Dans cet article, je vous ai montré comment le formalisme de Newton avec le concept de Force et son Principe de la Dynamique, a été transformé quasiment un siècle plus tard, par le concept de Lagrangien adossé au Principe Variationnel qui donne les équations d’Euler-Lagrange du mouvement. Le formalisme alternatif a trouvé son cadre dans la Mécanique Analytique tout d’abord en Mécanique Classique, puis en Mécanique Relativiste (Restreinte et Générale) et des développements ultérieurs ont donné lieu à 2 cadres théoriques "quantiques" :

  • l’Hamiltonien qui n’est autre qu’une nouvelle formulation pour les problèmes invariants par translation dans le temps, dont l’axiomatisation ultérieure en termes d’opérateurs de positions et quantité de mouvement a donné le cadre de la Mécanique Quantique actuelle ;
  • et quand on remplace les variables $q_i$ par des fonctions $\psi(\vec{x},t)$ qui dépendent des 4 variables d’espaces-temps que l’on nomme des champs, alors s’élaboreront conjointement à la Mécanique Quantique, ce que l’on appelle la Théorie Quantique des Champs qui donne le cadre théorique par exemple du Modèle Standard de la Physique des Particules Élémentaires.

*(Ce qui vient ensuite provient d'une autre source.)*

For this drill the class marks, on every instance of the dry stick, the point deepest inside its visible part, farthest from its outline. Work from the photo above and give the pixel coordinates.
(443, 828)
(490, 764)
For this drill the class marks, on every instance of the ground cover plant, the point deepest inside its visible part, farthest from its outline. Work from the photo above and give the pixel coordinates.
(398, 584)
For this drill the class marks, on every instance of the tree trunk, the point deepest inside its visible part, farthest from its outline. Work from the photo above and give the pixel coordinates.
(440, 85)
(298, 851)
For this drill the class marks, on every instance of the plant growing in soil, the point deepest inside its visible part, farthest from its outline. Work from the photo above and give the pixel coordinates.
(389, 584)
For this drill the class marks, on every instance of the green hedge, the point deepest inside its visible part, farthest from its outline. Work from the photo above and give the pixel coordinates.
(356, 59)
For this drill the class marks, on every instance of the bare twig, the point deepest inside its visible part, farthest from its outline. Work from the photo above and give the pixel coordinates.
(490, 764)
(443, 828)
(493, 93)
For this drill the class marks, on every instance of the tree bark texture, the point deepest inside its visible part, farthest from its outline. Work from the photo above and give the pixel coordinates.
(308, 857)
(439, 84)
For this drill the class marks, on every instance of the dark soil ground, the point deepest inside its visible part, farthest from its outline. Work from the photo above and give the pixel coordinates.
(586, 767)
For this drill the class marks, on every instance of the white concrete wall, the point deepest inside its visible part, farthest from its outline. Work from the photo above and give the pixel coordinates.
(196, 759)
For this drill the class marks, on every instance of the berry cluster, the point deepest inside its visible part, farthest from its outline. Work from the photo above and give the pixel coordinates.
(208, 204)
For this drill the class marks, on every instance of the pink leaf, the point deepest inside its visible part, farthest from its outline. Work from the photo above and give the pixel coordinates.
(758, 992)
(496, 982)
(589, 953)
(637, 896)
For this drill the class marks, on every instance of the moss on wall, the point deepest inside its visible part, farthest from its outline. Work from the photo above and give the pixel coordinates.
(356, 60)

[1Cette observation n’est pas sans rappeler celle de l’éclipse de Soleil de 1919 fait par Arthur Eddington qui validera la théorie de la Relativité d’Einstein.

[2On se limite par la suite à la seule pesanteur en négligeant les forces de trainée et portance.

[3On peut faire intervenir la vitesse dans la direction $z$ perpendiculaire à la fois à $x$ et $y$, mais on s’aperçoit rapidement que le vol de la flèche reste dans le plan dans lequel est la vitesse initiale qui définit dés lors les axes $x$ et $y$. Donc on ne fait pas figurer cette troisième variable pour alléger la notation.